Figure 6. FUS-DDIT3 upregulates eIF2α and eIF4E.

(A) Western blot analyses of eIF4E and eIF2α expression in wild-type white adipose tissue (WT-WAT), liposarcoma arisen in FUS-DDIT3 mice (Tumor), normal WAT from FUS-DDIT3 mice (FD-WAT), human liposarcomas cell lines expressing FUS-DDIT3 (LIS-3 and LIS-4), human adipose cells (Zen-bio), and in liposarcoma arisen in CombitTA-FUS-DDIT3 mice in the presence (+tet) or in the absence (−tet) of doxycycline (doxycycline was given at 4 mg/mL for 4 weeks). Cell and tissue extract (10 μg) were resolved in SDS-PAGE gel (10% acrylamide), followed by immunoblotting analysis with anti- eIF4E, anti- eIF2α and anti-actin antibodies. (B) Transactivation of the CAT reporter gene linked to mouse eIF4E promoter by FUS-DDIT3. C3H10T1/2 cells were transiently cotransfected with 1 μg of pm4ECAT (CAT reporter vector containing ∼2.5 kb of the mouse eIF4E promoter) together with 5 μg of pcDNA (empty vector, panel 2) or with 5 μg of pcDNA3-hFUS-DDIT3 (hFUS-DDIT3 expression vector, panel 3). The data represent the fold activation with respect to a sample where reporter alone was transfected (panel 1). Data represent an average obtained from three separated experiments. A representative thin layer chromatograph is shown on the right. (C) Transactivation of the CAT reporter gene linked to mouse eIF4E promoter by FUS and DDIT3 domains of FUS-DDIT3 fusion protein. C3H10T1/2 cells were transiently cotransfected with 1 μg of pm4ECAT together with 5 μg of a vector expressing the FUS domain (panel 2) or with 5 μg of a vector expressing the DDIT3 domain (panel 3). The data represent the fold activation with respect to a sample where reporter alone was transfected (panel 1). Data represent an average obtained from three separated experiments.

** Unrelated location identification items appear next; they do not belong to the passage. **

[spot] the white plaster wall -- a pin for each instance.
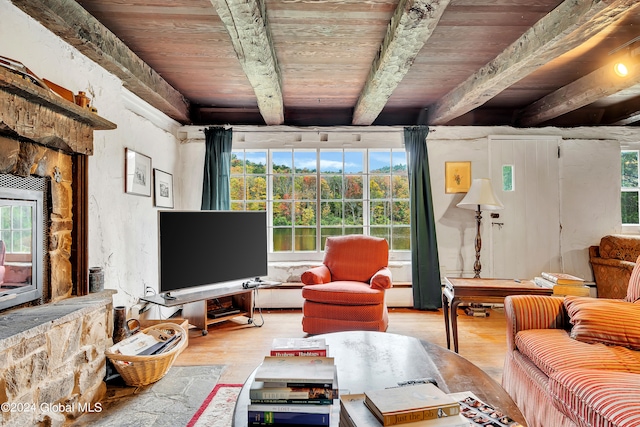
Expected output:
(590, 199)
(122, 227)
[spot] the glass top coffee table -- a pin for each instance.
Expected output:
(374, 360)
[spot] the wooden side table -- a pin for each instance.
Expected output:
(458, 290)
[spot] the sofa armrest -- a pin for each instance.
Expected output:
(382, 279)
(524, 312)
(316, 275)
(617, 263)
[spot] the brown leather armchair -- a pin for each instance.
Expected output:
(612, 263)
(346, 293)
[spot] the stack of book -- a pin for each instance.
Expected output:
(563, 284)
(310, 347)
(419, 405)
(470, 411)
(293, 390)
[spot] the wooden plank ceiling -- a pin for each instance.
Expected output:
(364, 62)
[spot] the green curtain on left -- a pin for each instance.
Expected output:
(425, 265)
(216, 194)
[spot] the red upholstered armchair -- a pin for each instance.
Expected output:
(346, 293)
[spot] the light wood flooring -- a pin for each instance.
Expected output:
(241, 346)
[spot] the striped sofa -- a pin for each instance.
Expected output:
(575, 361)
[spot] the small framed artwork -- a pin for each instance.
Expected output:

Figure 7. Model for the adipocyte differentiation arrest produced by FUS-DDIT3 in liposarcoma development.

(A) Scheme of the normal differentiation program in mesenchymal progenitor cells. (B) FUS-DDIT3 blocks the adipocyte differentiation program in mesenchymal cell progenitors by interfering with the PPARγ and C/EBPα activities at the transcriptional level. In addition, FUS-DDIT3 induces the expression of eIF4E, that in turns, is able to inactivate the C/EBPα pathway by shifting the normal isoform ratio towards the truncated p30- C/EBPα isoform, which has a negative effect on adipogenesis.